Well that is what we’ve been doing for about 10 years with a couple of nice teachers.

And yes, we’ll be keeping the rent well below the market rate for my cousin too, as she and her husband probably wouldn’t be able to live in the city otherwise.


Cool GIF

I do wish more people in places that have such a out of whack rental/housing market would view housing as more than just a commodity to generate income… It might do more to help lower costs than tax breaks to builders on including “affordable” units.


So $3850 for that much space is of course insane, which is the point of the video. But that it is also a luxury apartment. I have never lived in an apartment that had rooftop patios with water views, communal BBQs, a swimming pool, a gym, and a theatre room. I rented a condo once that had some of those amenities, but not all. In contrast, the Portland apartment’s amenities were “a parking spot” and “trash pickup is included”. It’s not a great comparison.

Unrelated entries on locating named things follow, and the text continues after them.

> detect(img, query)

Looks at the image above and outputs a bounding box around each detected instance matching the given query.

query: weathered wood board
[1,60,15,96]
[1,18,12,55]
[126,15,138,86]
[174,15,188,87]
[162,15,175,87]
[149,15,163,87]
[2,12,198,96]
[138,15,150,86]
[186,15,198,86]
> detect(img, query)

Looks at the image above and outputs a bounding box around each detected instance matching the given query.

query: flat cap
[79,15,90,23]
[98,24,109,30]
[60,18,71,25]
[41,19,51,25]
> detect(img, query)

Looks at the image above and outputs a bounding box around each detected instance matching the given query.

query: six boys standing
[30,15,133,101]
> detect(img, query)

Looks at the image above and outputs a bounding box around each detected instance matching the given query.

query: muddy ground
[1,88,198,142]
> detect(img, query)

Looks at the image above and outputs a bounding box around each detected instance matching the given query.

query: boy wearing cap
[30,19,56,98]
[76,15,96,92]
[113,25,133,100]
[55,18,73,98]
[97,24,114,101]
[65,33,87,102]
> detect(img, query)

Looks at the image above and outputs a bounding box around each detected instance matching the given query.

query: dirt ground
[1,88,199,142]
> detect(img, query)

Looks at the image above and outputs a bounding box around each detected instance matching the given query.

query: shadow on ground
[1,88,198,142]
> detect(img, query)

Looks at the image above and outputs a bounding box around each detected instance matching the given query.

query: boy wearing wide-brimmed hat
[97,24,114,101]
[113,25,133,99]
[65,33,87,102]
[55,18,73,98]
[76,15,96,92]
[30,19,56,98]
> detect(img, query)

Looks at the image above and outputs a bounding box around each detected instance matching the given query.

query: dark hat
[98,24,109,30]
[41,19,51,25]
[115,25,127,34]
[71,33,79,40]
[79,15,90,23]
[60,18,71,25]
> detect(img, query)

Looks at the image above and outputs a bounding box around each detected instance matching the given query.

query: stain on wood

Here’s one of the main problems…people who have the money and spend RENT on unnecessary stuff like crown molding and various architectural doodads, which in a fair market shouldn’t be considered a factor. It’s not like they’re installing fresh crown molding every month.


WHAT? for that price?

NO fur-lined sink?
NO electric dog-polisher?

(for those who are too young, or don’t remember… )

“I love money. I love everything about it. I bought some pretty good stuff. Got me a $300 pair of socks. Got a fur sink. An electric dog polisher. A gasoline powered turtleneck sweater. And, of course, I bought some dumb stuff, too.”
― Steve Martin


Yeah, our landlord is selling and has given us until June 31 to get out. We pay $1300 currently for a three bedroom with heat and hw included. If we were to find another rental, we would easily pay $2200+ with no utilities included. The 3 br house + finished basement and 2 car garage overlooking a wetland that we are in the process of buying is going to end up being about $1500/mo. Rentals had slowly been creeping up in the area for a while, but when Air BnB came to the area they nearly all disappeared and the ones remaining increased probably 50% or more during the pandemic. If it weren’t for the meager savings we were able to retain by not paying childcare during the pandemic and our landlord generously offering to buy out our lease in cash (we’ve done loads of free work over the years), we would be absolutely screwed with no rental prospects and no down payment in our pockets. I know that we are among thousands in the area who are losing their homes and feel just horrible for those not as advantaged as us.

Edited for numerous typos.


So, because that date will never come, you can stay indefinitely?


Ha! I originally typed 32 and thought someone would definitely call me out if I let it remain.

“Thirty days has September, April June and November…”

It was right there all along!


Maui… isn’t much different except you’d have mold and appliances that 25 years old.